How to protect yourself:
Do not use the web interface (chat.deepseek.com) for any journalism work involving sensitive sources, investigative research, or topics the Chinese government considers sensitive. If you want DeepSeek's capabilities, run the open-weight models locally via Ollama, LM Studio, or similar tools — this eliminates all jurisdiction and surveillance concerns. Use a VPN if accessing the web interface for non-sensitive testing. Never input source identities, unpublished findings, or confidential information into the web interface. For organizational use, deploy the open-weight model on your own infrastructure.

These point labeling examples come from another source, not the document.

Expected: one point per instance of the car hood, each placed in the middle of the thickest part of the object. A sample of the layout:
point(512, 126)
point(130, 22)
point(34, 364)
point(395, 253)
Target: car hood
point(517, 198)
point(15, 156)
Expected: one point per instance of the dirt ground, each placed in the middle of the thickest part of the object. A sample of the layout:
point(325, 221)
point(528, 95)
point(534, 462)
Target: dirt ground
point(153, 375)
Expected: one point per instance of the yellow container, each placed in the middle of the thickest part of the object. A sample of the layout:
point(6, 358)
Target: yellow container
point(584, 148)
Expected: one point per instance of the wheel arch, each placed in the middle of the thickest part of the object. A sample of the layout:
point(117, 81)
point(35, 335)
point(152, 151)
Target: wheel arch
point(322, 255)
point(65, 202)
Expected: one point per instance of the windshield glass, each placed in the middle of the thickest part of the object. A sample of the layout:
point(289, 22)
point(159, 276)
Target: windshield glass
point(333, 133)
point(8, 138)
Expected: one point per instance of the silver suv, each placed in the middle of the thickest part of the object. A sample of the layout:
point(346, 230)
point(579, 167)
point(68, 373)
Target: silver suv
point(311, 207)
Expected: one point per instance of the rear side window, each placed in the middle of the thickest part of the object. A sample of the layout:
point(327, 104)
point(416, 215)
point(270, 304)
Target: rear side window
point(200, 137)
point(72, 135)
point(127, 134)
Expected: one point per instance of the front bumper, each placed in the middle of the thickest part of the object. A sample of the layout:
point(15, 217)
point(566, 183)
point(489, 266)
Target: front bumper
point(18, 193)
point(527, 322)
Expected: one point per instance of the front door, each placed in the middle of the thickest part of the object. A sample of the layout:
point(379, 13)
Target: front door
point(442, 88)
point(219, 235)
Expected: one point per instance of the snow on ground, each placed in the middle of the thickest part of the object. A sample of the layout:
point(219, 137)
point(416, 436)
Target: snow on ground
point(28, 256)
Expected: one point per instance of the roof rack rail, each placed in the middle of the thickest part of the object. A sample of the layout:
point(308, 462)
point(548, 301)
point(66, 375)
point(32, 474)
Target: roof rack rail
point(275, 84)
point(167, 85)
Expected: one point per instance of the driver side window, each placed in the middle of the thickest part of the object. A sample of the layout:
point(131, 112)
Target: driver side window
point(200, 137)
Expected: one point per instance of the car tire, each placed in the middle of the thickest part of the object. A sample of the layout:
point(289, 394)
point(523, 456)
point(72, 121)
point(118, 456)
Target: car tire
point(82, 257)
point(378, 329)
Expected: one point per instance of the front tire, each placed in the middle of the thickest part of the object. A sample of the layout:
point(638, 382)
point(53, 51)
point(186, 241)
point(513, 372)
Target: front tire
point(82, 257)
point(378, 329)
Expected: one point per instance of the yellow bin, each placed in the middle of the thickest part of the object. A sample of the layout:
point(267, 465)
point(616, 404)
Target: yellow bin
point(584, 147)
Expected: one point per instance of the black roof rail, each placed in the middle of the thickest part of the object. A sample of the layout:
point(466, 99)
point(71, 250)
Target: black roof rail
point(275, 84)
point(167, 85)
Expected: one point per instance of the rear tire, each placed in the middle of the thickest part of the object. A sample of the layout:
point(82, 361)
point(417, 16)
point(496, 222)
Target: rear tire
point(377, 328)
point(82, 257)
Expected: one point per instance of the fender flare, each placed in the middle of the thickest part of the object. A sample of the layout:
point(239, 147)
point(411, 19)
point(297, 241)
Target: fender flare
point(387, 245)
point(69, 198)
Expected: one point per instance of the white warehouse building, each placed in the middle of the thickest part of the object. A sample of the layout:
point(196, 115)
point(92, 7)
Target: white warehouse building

This rating applies to the web interface (chat.deepseek.com). Chinese data jurisdiction with mandatory intelligence cooperation laws, no independent judicial oversight, banned by multiple governments, and subject to ongoing EU regulatory action. For journalists, using the web interface with any sensitive material is inadvisable. However: the open-weight models (DeepSeek-R1, V3) run locally with zero data exposure and would rate 'strong' on privacy — the math doesn't phone home. The rating reflects the product most users will encounter (the web interface), not the self-hosted deployment that technical users can configure.
Who Owns This
Known issues
Chinese data jurisdiction with mandatory intelligence cooperation laws. Banned on government devices in US, Australia, and multiple other countries. Italian data protection authority banned the web app entirely (January 2025). EU investigations ongoing in 13+ jurisdictions. Did not have GDPR-required EU representative until May 2025. Content moderation aligned with Chinese government positions — the model will refuse or deflect on Tiananmen Square, Taiwan independence, and similar topics. Unclear long-term viability as an independent entity vs. potential regulatory restrictions on Chinese AI. Training data provenance questions (some researchers allege OpenAI output was used in training). Export control implications may limit future model development.
Pricing
Web interface (chat.deepseek.com): completely free, no usage limits publicly stated. API: significantly cheaper than OpenAI — roughly $0.14 per million input tokens, $0.28 per million output tokens for DeepSeek-V3. Local deployment: free (MIT-licensed open weights available on Hugging Face). Hardware costs for local inference vary by model size.
This is an editorial assessment based on publicly available information as of 2026-04-11, using our published methodology. Independent security review is pending. Security posture can change at any time. This is not a guarantee of safety.